Shopping will return but it will be different. In a world where we must line up, wait, forbidden from trying clothes on or touching the wares, and bounce away from other shoppers as if repelled by magnets on opposite poles, many may come to prefer to shop online from home and acquire less.

Since the crisis erupted, we have become more technology-dependent. The gap between those who can master and afford the technology, and those who cannot, has grown. Fortunately, the Maltese attachment to the cell phone has made us mostly ‘early adaptors’ to new technology.

What will love and the quest for it be like? Dating will be increasingly online. The finding, meeting, courting, daring and deciding will be entirely virtual for many. Initial physical contact may be more burdened with meaning than anything in the history of sex.

The disease will continue to affect every aspect of our Maltese existence- Martin Scicluna

The trauma, anxiety and stress has already been reflected in an increase in domestic violence and partners deciding their relationship has broken down. It will also be measured for years in a wave of depression and other mental health problems.

In a very short space of time, we have learnt to entertain ourselves at home, watching television, reading, even talking remotely with fellow inmates in our separate lockdowns. Those habits will endure, at least for a while. Sadly, we will not rush back into theatres and concerts or cinemas (except in the open air). And when we do, enjoyment will carry an uncomfortable sense of trepidation.

Sport will restart remotely, in stadiums devoid of spectators. Viewers are already getting used to live sport in silent stadiums. Some sports, like golf or tennis, have social distancing built into the game. But who will be able to watch rugby without wondering what germs are being exchanged in the scrum?

Some good may come of it all. The move by a majority of local councils to have ‘car-free’ zones in town and village centres will mark a tiny step forward in the battle to reduce toxic air pollution. The post-COVID preparation for climate change will start. There will be a greater determination to control the construction industry, but it will be a test of the government’s will to see how far it dare go to bring this leviathan to heel.

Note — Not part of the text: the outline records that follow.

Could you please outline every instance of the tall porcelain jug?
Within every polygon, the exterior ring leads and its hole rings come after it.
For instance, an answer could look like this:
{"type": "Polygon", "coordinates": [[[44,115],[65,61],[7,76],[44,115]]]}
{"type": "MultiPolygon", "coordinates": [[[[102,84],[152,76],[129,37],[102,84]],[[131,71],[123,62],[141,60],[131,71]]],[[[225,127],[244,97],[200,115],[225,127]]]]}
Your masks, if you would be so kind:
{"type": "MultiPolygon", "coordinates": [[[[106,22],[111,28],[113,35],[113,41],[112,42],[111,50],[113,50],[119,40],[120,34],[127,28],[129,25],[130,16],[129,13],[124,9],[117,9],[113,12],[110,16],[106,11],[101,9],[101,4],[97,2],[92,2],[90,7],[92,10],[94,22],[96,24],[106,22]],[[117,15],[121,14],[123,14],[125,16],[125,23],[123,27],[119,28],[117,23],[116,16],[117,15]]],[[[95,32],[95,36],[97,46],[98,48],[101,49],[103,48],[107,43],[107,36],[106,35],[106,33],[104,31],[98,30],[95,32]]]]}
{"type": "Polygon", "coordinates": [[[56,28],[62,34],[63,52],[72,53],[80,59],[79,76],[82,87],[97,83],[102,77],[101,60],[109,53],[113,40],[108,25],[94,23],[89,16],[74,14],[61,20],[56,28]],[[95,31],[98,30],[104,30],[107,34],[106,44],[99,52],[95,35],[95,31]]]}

Malta may never be the same again. As a nation, we will never behave, or think, as we once did. But the Maltese are astonishingly adaptable and robustly forgetful (except about local politics). Quite soon, we will forget what Maltese society was like before COVID-19, and we may face this different Malta and its changed inhabitants with renewed courage and appreciation.

Coronavirus arrived as a threat but will remain as part of the fabric of life of these islands – one more great turn in the wheel of human experience, a new chapter in our evolution.